La rénovation de la chapelle Saint-Jean de la cathédrale
par Bernard Xibaut,
chancelier de l’archevêché
article paru dans l’Almanach Sainte Odile 2008
avec l'aimable autorisation d'Alsace Media
Le 16 décembre 1985, une grande fête a été célébrée sur le parvis de la cathédrale, en présence de Monsieur Jack Lang, alors ministre de la Culture, et d’une grande foule de Strasbourgeois. Il s’agissait de fêter dignement le démontage des grands échafaudages qui masquaient depuis bien trois décennies la façade de la cathédrale aux yeux des habitants de la vi1le et des visiteurs.

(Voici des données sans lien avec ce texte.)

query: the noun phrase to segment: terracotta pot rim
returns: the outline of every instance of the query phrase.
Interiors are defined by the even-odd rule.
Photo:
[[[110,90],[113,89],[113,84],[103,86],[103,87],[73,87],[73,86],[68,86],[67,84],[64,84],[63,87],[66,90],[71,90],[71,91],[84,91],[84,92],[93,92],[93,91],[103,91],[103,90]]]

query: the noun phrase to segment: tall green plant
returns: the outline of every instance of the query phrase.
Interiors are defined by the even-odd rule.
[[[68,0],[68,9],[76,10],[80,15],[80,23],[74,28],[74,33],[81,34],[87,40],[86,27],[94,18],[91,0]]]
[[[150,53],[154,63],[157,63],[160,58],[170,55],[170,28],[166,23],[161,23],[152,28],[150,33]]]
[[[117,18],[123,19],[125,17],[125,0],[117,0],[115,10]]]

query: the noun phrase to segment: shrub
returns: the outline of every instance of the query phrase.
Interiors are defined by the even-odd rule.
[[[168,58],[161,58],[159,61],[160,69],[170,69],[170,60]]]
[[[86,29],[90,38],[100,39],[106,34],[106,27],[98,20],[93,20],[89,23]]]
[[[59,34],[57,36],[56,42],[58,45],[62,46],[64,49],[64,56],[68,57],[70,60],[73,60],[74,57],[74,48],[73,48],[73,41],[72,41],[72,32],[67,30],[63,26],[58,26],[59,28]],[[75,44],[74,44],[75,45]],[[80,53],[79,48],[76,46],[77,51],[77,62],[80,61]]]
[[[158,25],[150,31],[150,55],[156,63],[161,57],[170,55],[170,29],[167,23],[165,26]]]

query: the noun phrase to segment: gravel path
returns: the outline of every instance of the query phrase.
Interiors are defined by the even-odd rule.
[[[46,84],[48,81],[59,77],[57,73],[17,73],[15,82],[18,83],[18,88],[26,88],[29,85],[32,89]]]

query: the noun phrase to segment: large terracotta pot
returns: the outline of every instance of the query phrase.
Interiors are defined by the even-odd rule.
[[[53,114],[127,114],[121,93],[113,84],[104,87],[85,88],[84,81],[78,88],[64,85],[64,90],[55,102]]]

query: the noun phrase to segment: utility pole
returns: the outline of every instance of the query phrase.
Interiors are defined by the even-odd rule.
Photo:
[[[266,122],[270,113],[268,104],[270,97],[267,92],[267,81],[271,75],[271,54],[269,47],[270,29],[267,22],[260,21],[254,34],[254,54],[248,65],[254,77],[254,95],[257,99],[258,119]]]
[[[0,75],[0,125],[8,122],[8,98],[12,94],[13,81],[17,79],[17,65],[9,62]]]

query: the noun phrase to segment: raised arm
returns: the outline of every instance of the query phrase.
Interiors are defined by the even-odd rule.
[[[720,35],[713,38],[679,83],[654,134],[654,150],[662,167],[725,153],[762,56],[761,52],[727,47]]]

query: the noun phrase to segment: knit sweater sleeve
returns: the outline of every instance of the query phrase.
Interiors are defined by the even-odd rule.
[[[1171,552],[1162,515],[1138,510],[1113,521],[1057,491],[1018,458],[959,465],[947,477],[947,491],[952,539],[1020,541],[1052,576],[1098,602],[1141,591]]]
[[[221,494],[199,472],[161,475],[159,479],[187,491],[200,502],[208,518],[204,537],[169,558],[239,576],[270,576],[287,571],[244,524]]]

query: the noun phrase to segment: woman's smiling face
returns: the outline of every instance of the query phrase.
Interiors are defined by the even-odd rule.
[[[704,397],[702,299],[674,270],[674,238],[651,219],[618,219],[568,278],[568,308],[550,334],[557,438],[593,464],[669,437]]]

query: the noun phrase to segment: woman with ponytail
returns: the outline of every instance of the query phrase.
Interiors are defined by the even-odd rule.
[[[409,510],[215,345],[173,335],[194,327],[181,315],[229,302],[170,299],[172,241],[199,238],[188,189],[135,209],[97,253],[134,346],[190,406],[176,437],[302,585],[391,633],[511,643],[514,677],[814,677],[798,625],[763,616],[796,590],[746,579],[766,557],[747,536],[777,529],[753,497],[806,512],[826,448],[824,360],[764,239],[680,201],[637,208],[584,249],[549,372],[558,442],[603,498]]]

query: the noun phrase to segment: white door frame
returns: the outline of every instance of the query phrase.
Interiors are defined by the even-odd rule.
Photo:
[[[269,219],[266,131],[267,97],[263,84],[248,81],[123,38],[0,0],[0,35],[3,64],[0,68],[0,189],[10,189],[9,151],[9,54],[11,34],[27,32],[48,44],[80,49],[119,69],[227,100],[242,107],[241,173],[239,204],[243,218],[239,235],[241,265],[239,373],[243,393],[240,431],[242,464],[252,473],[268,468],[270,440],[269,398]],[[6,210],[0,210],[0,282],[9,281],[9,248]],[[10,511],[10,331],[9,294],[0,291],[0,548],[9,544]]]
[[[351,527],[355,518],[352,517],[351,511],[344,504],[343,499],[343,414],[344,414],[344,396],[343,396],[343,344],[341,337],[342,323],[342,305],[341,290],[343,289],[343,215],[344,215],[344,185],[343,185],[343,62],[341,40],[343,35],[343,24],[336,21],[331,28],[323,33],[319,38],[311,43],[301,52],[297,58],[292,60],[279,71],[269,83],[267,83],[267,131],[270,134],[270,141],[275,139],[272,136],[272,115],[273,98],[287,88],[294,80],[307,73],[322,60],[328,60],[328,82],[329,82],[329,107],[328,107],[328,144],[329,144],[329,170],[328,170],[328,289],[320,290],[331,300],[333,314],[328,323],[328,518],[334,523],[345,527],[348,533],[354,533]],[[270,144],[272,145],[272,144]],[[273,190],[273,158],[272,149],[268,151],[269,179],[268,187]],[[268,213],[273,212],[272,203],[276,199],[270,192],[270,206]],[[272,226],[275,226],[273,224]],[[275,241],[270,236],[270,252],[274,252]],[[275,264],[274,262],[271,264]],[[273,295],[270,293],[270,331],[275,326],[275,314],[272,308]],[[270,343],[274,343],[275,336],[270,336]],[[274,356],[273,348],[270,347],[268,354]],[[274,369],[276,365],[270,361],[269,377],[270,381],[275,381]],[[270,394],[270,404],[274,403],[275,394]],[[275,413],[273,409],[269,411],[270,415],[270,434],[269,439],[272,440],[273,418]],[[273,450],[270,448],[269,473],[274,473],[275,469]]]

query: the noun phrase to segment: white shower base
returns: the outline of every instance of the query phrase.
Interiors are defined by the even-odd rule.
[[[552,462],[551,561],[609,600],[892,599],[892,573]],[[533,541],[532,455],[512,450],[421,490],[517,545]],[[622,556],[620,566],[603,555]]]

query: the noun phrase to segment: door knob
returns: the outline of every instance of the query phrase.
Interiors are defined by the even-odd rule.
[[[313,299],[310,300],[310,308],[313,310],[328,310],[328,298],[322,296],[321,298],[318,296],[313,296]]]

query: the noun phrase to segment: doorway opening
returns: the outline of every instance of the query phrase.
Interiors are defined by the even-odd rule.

Cependant, cette fête a pu donner la fausse impression que les travaux de restauration sur la cathédrale étaient définitivement achevés.
C‘est la raison pour laquelle Mgr Brand croit bon d’adresser une lettre à Monsieur François Léotard, successeur de Jack Lang, à la veille de Noël 1987 : malgré « la fête spectaculairement réalisée lors du passage de Monsieur Jack Lang », les travaux de la restauration de la cathédrale « sont loin d’être achevés ». Dans ce même courrier, l’archevêque-évêque évoque la prochaine venue du pape à Strasbourg et sollicite à cette occasion la restauration des sacristies, dont il juge l’état « assez lamentable ». Il rappelle aussi l’effort financier important consenti par la fabrique. Entre 1978 et 1985 ont été restaurées à ses frais les nefs collatérales, les chapelles Saint-Laurent et Sainte Catherine, ainsi que la crypte. En outre, d’autres travaux sont prévus, dont la rénovation de la chapelle Saint-Jean.
Quel est donc cet édifice ? C’est une chapelle dont l’entrée donne sur le transept nord. Elle est depuis une vingtaine d’années le lieu où sont célébrées les messes quotidiennes du matin et du soir à la cathédrale, y compris l’office capitulaire, depuis qu’il a été décidé par les chanoines d’abandonner le chœur, en raison du froid de l’hiver et du brouhaha de l’été. Il est donc important que cette chapelle se présente dans un état convenable. La décision de la restaurer a pour cela été prise lors de la séance du Conseil de fabrique du 13 octobre 1987.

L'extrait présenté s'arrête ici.